As parents we can also help foster this important trait. Our children are born with an incredible ability for natural empathy – when a baby hears another baby crying, they’ll often start crying too. But we subconsciously drum it out of them; we do it out of love as we try to protect them from difficult emotions.
When our child sees another child hurt at the playground, our immediate reaction may be to say, “They’re fine, don’t worry”. It seems innocent enough but we’re teaching our kids they don’t need to worry about other’s feelings. Yet, if we tackle feelings head on and say something like, “He’s crying because he fell down and hurt his knee. It’s bleeding, but his mummy is there, she’ll give him a big hug, clean his knee and he’ll be ok”, kids can recognize and process emotions, while finding ways to help other’s and grow their ability for empathy.
N is for No Ultimatums
No-ultimatums parenting is about avoiding power struggles. It’s about a win/win rather than an “I win” situation; it’s about seeing our children as allies rather than adversaries. Many conventional disciplinary practices such as spanking, time outs, punishments and rewards threaten to transform our homes into battlegrounds, which makes parenting a chore rather than a privilege.
Spanking has been illegal in Denmark for over twenty years, which reflects the society’s values and the democratic, respectful way in which parents choose to raise their children. Modelling respectful behaviour is the best way to teach children how we expect them to behave.
T is for Togetherness (and Hygge)
Hygge, pronounced hooga, means “to cozy around together.” Hygge is spending time together with loved ones in a cozy, psychologically safe environment. Everyone enters into an unspoken agreement that, for this period of time, no one complains, brags or brings up negative or controversial topics; creating a drama-free space.

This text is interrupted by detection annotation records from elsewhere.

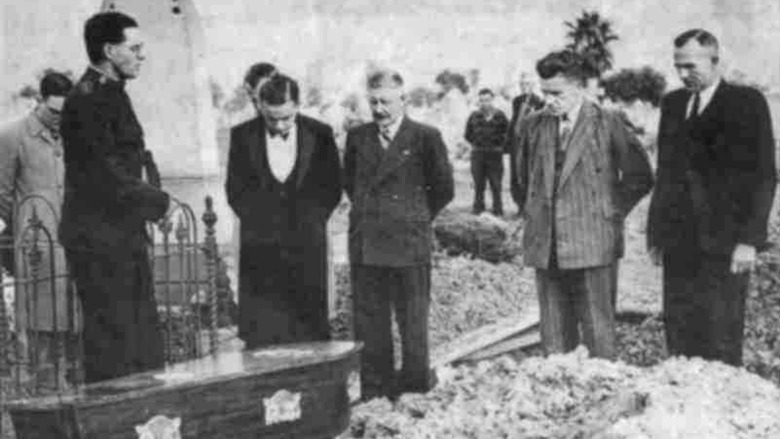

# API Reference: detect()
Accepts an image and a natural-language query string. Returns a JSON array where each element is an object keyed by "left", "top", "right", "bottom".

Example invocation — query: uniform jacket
[
  {"left": 344, "top": 117, "right": 454, "bottom": 267},
  {"left": 510, "top": 102, "right": 653, "bottom": 269},
  {"left": 648, "top": 81, "right": 777, "bottom": 255},
  {"left": 60, "top": 69, "right": 169, "bottom": 253}
]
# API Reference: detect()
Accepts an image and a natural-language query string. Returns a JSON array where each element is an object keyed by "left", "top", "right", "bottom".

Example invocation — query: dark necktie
[
  {"left": 379, "top": 129, "right": 393, "bottom": 148},
  {"left": 688, "top": 93, "right": 701, "bottom": 119},
  {"left": 558, "top": 113, "right": 571, "bottom": 150}
]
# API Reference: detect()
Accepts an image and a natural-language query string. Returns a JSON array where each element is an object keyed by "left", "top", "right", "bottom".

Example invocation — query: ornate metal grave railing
[{"left": 0, "top": 195, "right": 235, "bottom": 410}]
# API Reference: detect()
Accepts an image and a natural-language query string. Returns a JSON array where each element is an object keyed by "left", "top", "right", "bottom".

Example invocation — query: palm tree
[{"left": 564, "top": 11, "right": 618, "bottom": 78}]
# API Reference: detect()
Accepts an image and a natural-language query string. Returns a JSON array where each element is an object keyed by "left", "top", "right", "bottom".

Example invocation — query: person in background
[
  {"left": 510, "top": 50, "right": 653, "bottom": 359},
  {"left": 509, "top": 73, "right": 544, "bottom": 130},
  {"left": 244, "top": 62, "right": 278, "bottom": 111},
  {"left": 344, "top": 70, "right": 454, "bottom": 399},
  {"left": 59, "top": 12, "right": 170, "bottom": 383},
  {"left": 504, "top": 72, "right": 544, "bottom": 215},
  {"left": 464, "top": 88, "right": 509, "bottom": 216},
  {"left": 225, "top": 74, "right": 342, "bottom": 349},
  {"left": 647, "top": 29, "right": 777, "bottom": 366},
  {"left": 0, "top": 71, "right": 81, "bottom": 388}
]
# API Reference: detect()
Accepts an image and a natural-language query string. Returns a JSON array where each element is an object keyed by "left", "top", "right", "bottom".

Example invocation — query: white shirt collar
[{"left": 686, "top": 77, "right": 721, "bottom": 114}]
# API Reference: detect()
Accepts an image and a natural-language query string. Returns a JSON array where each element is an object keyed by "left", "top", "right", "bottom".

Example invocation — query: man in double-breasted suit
[
  {"left": 648, "top": 29, "right": 776, "bottom": 365},
  {"left": 225, "top": 75, "right": 342, "bottom": 349},
  {"left": 344, "top": 71, "right": 454, "bottom": 399},
  {"left": 511, "top": 51, "right": 653, "bottom": 358}
]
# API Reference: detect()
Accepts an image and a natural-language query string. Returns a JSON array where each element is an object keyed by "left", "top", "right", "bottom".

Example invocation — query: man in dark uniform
[
  {"left": 60, "top": 12, "right": 169, "bottom": 383},
  {"left": 225, "top": 75, "right": 341, "bottom": 349},
  {"left": 465, "top": 88, "right": 509, "bottom": 216}
]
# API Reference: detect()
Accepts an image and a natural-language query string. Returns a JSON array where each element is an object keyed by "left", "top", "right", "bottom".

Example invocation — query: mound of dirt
[
  {"left": 342, "top": 348, "right": 780, "bottom": 439},
  {"left": 433, "top": 210, "right": 521, "bottom": 263}
]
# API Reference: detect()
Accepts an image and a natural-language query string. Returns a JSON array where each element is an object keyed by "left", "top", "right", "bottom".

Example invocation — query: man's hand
[
  {"left": 647, "top": 247, "right": 664, "bottom": 266},
  {"left": 731, "top": 244, "right": 756, "bottom": 274}
]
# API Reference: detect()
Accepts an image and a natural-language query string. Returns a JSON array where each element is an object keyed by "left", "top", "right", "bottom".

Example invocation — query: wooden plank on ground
[
  {"left": 461, "top": 325, "right": 542, "bottom": 361},
  {"left": 431, "top": 306, "right": 539, "bottom": 367}
]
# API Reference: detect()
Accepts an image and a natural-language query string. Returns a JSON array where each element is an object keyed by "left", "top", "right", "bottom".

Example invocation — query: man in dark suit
[
  {"left": 648, "top": 29, "right": 776, "bottom": 365},
  {"left": 511, "top": 51, "right": 653, "bottom": 359},
  {"left": 60, "top": 12, "right": 169, "bottom": 382},
  {"left": 344, "top": 70, "right": 454, "bottom": 399},
  {"left": 225, "top": 75, "right": 342, "bottom": 349}
]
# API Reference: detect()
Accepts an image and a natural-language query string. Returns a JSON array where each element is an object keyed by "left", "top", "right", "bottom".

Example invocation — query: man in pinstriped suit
[{"left": 510, "top": 51, "right": 653, "bottom": 359}]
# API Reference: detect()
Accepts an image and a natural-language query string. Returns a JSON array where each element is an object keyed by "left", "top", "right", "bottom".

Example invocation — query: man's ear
[{"left": 103, "top": 43, "right": 114, "bottom": 60}]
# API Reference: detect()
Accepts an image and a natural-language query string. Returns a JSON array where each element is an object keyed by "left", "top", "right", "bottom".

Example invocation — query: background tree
[
  {"left": 602, "top": 66, "right": 666, "bottom": 107},
  {"left": 564, "top": 11, "right": 618, "bottom": 78}
]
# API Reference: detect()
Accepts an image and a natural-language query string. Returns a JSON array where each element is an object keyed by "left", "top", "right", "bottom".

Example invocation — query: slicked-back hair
[
  {"left": 84, "top": 11, "right": 138, "bottom": 64},
  {"left": 39, "top": 72, "right": 73, "bottom": 99},
  {"left": 674, "top": 29, "right": 719, "bottom": 52},
  {"left": 258, "top": 74, "right": 300, "bottom": 105},
  {"left": 244, "top": 62, "right": 277, "bottom": 90},
  {"left": 536, "top": 50, "right": 585, "bottom": 83},
  {"left": 366, "top": 70, "right": 404, "bottom": 90}
]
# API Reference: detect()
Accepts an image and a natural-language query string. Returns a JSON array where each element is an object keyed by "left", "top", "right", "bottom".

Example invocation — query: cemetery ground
[{"left": 333, "top": 157, "right": 780, "bottom": 439}]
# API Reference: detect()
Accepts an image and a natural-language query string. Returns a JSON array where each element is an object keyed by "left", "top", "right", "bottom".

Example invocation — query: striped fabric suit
[{"left": 511, "top": 102, "right": 653, "bottom": 358}]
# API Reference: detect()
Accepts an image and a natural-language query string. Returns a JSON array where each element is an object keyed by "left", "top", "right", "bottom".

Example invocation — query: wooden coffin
[{"left": 8, "top": 342, "right": 360, "bottom": 439}]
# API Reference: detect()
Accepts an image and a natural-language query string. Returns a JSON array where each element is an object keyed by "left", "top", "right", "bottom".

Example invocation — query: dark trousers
[
  {"left": 67, "top": 248, "right": 165, "bottom": 383},
  {"left": 238, "top": 242, "right": 330, "bottom": 349},
  {"left": 663, "top": 247, "right": 749, "bottom": 366},
  {"left": 351, "top": 264, "right": 433, "bottom": 399},
  {"left": 536, "top": 264, "right": 617, "bottom": 359},
  {"left": 471, "top": 151, "right": 504, "bottom": 214}
]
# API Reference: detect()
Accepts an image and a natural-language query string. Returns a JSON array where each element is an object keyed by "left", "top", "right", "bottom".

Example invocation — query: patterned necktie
[
  {"left": 688, "top": 93, "right": 701, "bottom": 119},
  {"left": 379, "top": 128, "right": 393, "bottom": 148},
  {"left": 558, "top": 113, "right": 571, "bottom": 150}
]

Children thrive in these intentionally positive moments; fostering happiness and wellbeing through prioritizing social connectedness. So the next time you have a family get together, try “hygge” (the rules are outlined in the book). My husband and I are implementing it with our little family and it is already bringing a sense of calm when we do. Our cell phones are less prominent and we’re focussing on the ones we’re with – nothing can make someone feel more loved than receiving your full attention. We’re excited to suggest it at larger family get togethers as well.

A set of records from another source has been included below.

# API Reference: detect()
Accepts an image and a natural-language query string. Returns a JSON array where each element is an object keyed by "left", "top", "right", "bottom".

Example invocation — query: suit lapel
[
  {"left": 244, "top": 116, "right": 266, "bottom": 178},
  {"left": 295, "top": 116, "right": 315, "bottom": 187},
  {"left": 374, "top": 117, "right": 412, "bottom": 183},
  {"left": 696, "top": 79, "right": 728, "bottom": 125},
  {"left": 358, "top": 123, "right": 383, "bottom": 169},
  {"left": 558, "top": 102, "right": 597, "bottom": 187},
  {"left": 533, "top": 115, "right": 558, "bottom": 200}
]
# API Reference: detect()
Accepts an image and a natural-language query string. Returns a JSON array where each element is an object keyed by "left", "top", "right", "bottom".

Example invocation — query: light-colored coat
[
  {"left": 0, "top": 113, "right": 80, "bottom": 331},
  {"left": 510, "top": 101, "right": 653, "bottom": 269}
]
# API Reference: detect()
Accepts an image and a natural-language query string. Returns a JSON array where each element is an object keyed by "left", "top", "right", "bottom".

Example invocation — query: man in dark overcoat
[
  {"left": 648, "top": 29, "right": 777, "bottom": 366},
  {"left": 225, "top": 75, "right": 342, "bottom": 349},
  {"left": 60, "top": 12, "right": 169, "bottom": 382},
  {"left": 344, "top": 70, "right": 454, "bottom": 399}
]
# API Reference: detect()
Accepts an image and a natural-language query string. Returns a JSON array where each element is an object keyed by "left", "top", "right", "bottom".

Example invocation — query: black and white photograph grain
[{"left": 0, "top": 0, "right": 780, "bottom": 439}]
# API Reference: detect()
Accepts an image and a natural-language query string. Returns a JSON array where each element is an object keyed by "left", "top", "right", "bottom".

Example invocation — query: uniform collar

The Danes are Conscious Parents
Learning about the way the Danish culture approaches parenting and the long term impacts it may be having on their nation’s happiness is fascinating. I also find it incredibly encouraging as it has so much in common with the way we’re already raising our son; with the way our growing Raised Good community feels about recognizing and responding to our children’s needs.
The only downside to The Danish Way is it highlights the lack of support for positive parenting choices we experience in our western cultures. But, short of moving to Denmark, I hope through this community and the positive message this book is spreading, we can support and inspire each other in our choices especially if they’re unconventional and against the mainstream. We’ll all be happier is we remain courageously open-minded and grow not only as parents but as people on this wonderful adventure with our children.